Le voyageur la regarda un moment avec attention, et répondit : « Je vous prie de m’indiquer le chemin de Fairy-Knowe, et la demeure d’un nommé Cuthbert Headrigg. — C’est mon brave homme de mari, monsieur, » répondit la jeune femme avec un sourire gracieux ; voulez-vous descendre de cheval, monsieur, et entrer dans notre pauvre maison ? Cuddie, Cuddie (un bel enfant de quatre ans, aux cheveux blonds, parut à la porte de la maison), courez, mon petit homme, et dites à votre père qu’un monsieur le demande. Non, restez. Jenny, vous êtes plus raisonnable : allez chercher votre père, il est au parc des Quatre-Arcs. Ne voulez-vous pas descendre, monsieur, et vous reposer un instant dans notre maison ? Je vous prie d’accepter un morceau de pain et de fromage, ou un verre d’ale, en attendant que mon homme revienne ? C’est de bien bonne ale, en vérité, quoiqu’il ne m’appartienne pas de la vanter puisque je la brasse moi-même ; mais le travail des laboureurs est très-fatigant, et il leur faut quelque chose pour leur soutenir le cœur ; aussi j’ajoute toujours une bonne poignée de drèche. »

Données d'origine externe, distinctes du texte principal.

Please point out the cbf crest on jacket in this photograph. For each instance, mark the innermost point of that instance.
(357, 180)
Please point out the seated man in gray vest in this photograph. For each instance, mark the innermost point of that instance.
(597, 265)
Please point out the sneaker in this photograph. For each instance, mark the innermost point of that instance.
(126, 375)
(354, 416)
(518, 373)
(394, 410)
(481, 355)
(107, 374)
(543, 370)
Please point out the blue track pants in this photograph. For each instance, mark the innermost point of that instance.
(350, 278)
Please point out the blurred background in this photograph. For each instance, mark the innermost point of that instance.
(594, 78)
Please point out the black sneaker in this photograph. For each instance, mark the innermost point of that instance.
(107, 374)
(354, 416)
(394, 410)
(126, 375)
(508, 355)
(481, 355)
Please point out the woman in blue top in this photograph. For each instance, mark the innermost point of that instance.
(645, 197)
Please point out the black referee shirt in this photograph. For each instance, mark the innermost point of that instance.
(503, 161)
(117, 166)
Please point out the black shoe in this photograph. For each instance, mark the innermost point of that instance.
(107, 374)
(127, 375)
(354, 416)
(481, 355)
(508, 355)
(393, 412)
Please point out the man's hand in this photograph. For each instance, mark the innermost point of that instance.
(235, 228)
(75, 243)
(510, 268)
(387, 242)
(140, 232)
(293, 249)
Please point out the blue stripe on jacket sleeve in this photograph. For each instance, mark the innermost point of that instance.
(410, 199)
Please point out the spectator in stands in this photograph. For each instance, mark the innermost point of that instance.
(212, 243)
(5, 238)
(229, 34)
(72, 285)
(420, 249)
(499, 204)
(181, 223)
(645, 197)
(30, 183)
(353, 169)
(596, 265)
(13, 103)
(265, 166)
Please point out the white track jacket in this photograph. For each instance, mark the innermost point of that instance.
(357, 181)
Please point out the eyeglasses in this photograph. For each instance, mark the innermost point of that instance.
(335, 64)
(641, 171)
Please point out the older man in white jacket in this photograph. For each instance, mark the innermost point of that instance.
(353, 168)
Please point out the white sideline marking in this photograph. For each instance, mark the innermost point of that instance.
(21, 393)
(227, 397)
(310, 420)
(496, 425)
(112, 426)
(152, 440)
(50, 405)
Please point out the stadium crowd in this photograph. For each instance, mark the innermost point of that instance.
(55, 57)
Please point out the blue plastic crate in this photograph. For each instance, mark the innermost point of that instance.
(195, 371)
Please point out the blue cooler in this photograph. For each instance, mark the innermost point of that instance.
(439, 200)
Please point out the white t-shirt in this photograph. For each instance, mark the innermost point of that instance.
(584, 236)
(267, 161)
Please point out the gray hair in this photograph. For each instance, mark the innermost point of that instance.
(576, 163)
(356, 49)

Pendant que l’étranger la remerciait de ses offres amicales, Cuddie, l’ancienne connaissance du lecteur, arriva en personne. Sa contenance offrait toujours le même mélange de simplicité apparente et de finesse qui caractérise ordinairement nos porteurs de souliers ferrés[1]. Il regarda l’étranger comme une personne qu’il n’avait jamais vue ; et, de même que sa fille et sa femme,

  1. C’est-à-dire les paysans. a. m.